Just how broad is the shadow regulatory state’s reach? Since the beginning of 2010, 16 of the 100 largest U.S. businesses by revenues have been under the supervision of federal prosecutors through a DPA or an NPA—as have another 13 of the world’s 300 largest companies headquartered outside the United States.

This report focuses on DPAs and NPAs reached between the U.S. government and businesses or individuals in 2014. Last year, federal prosecutors entered into 30 DPAs or NPAs with companies. In addition, the Securities and Exchange Commission entered into an NPA with an individual—the second such arrangement in American history, following one in November 2013. Total fines and penalties collected under DPAs and NPAs in 2014 totaled $5.1 billion.

Through specific case studies, this report explores three key issues that arise under the shadow regulatory state:

  1. Enforcement efforts can undermine compliance. As shown through a plea agreement, a DPA, an NPA, and a cease-and-desist settlement entered into between the U.S. government and Hewlett-Packard and its foreign subsidiaries, federal prosecutors often punish companies notwithstanding extensive compliance programs, even when the companies self-report offenses and even when “rogue” employees go to extraordinary lengths to hide misconduct from their employers. Such a “strict liability” enforcement strategy may deter companies from developing effective compliance regimes.
  2. The DPA-NPA process lacks definite terms and judicial oversight. As shown through the federal government’s decision to extend a two-year DPA with Standard Chartered Bank for an additional three-year term, without any proffered evidence of additional wrongdoing, federal prosecutors’ authority in the DPA-NPA process is supreme. These agreements typically grant prosecutors the sole authority to determine whether an agreement has been breached. Indeed, the Department of Justice argues that federal judges have no authority over DPAs, beyond ensuring that such agreements comply with the terms of the Speedy Trial Act.
  3. The DPA-NPA process is ill-suited for application to individuals. One concern about the increased use of DPAs and NPAs by the federal government is that they give prosecutors broad powers over businesses, notwithstanding that, more often than not, no individual is ever prosecuted for any underlying offense alleged in the agreement. The recent decision of the Securities and Exchange Commission to apply DPAs and NPAs to individuals—acquiring significant authority over people’s lives and retaining the ability to prosecute, essentially at prosecutors’ discretion—is a troubling new application of this power. The NPA reached with an unnamed individual in a 2014 insider-trading investigation exemplifies these concerns, as the alleged misconduct itself most likely does not constitute insider trading under current law.

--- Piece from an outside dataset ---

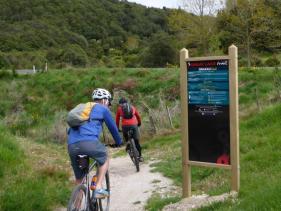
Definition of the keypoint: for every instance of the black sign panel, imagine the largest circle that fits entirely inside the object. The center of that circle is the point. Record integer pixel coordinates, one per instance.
(208, 111)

Notwithstanding the lack of judicial oversight in the shadow regulatory state, two judges asserted new authority over this process in 2014—continuing a trend observed in 2013. Ultimately, however, reforming the shadow regulatory state requires legislative action. Part IV of this report discusses one proposed solution, the Accountability in Deferred Prosecution Act, sponsored by U.S. Representative Bill Pascrell, Jr. (D-N.J.). Although this proposed legislation does not go far enough to address some of the serious problems with DPAs and NPAs, the legislation would add substantial clarity, transparency, and oversight, as compared with current practice, and is a great starting point for much-needed reform.